The Golden Cut

Also known as the divine proportion, golden mean, or golden section, is a number often encountered when taking the ratios of distances in simple geometric figures such as the pentagram, decagon and dodecagon. It is denoted Φ, or sometimes τ (which is an abbreviation of the Greek ''tome,'' meaning ''to cut'').

To calculate the Golden Section, a distance between two points is divided so that the ratio of the longest section to the total length is exactly equal to the ratio of the shortest section to the longer section.  This ratio has the numerical value of 0.6180 and can be calculated using the formula for square roots.

The term ''golden section'' (goldene Schnitt) seems to first have been used by Martin Ohm in the 1835 2nd edition of his textbook, Die Reine Elementar-Mathematik. The first known use of this term in English is in James Sulley's 1875 article on aesthetics in the 9th edition of the Encyclopedia Britannica. The symbol Φ (''phi'') was apparently first used by Mark Barr at the beginning of the 20th century in commemoration of the Greek sculptor Phidias (ca. 490-430 BC), who a number of art historians claim made extensive use of the golden ratio in his works.

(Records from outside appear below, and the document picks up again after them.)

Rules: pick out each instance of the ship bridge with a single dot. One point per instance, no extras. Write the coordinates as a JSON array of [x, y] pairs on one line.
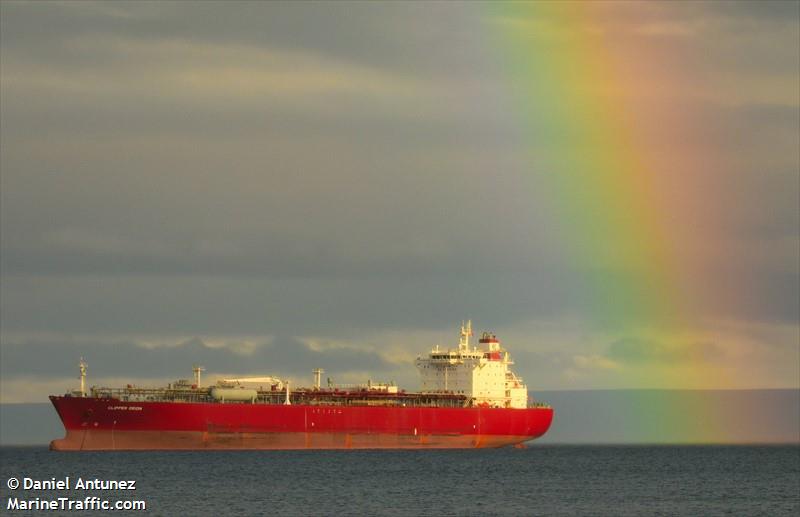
[[481, 373]]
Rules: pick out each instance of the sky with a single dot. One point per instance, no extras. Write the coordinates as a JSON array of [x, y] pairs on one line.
[[266, 188]]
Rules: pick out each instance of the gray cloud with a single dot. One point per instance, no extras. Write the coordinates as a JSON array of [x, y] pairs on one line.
[[283, 356], [334, 168]]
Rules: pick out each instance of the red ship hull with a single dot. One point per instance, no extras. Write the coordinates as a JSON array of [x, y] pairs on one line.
[[110, 424]]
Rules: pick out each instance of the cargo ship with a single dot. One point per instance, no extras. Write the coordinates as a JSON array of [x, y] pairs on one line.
[[469, 398]]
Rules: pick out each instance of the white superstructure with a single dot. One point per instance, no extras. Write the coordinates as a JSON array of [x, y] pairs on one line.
[[481, 373]]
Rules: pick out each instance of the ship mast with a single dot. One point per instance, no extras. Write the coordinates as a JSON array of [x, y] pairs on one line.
[[197, 369], [318, 377], [83, 366], [466, 332]]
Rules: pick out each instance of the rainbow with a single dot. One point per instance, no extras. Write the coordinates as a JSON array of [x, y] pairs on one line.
[[614, 189]]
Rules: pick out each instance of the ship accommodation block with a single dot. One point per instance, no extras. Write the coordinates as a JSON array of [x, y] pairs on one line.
[[480, 373]]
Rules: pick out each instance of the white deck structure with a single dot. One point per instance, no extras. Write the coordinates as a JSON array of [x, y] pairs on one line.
[[481, 372]]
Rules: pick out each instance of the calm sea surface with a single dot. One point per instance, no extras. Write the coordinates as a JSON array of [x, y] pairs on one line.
[[540, 480]]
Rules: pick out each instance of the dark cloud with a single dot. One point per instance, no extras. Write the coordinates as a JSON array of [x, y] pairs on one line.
[[281, 357]]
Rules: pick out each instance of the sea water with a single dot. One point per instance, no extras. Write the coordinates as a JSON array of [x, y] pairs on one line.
[[539, 480]]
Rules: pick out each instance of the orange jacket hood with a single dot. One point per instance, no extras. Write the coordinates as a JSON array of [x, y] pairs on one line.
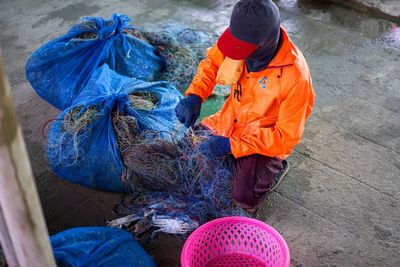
[[266, 110]]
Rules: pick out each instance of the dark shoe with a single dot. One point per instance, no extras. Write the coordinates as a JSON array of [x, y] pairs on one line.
[[281, 175]]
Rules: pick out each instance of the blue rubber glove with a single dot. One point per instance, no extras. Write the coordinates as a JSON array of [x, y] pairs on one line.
[[216, 146], [188, 110]]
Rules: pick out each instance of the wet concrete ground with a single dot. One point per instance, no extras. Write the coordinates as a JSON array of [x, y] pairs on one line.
[[339, 205]]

Throughout history, artists and philosophers have been fascinated by the Divine Proportion, as it can be applied both to the smallest of units (cells, atoms, molecules, quarks) and to the largest of units (solar systems, galaxies, the universe).  Humans naturally feel attracted to works which have been constructed using the Divine Proportion, although modern science has yet to find a measurable, quantifiable explanation as to why some works are simply more “appreciable” than others.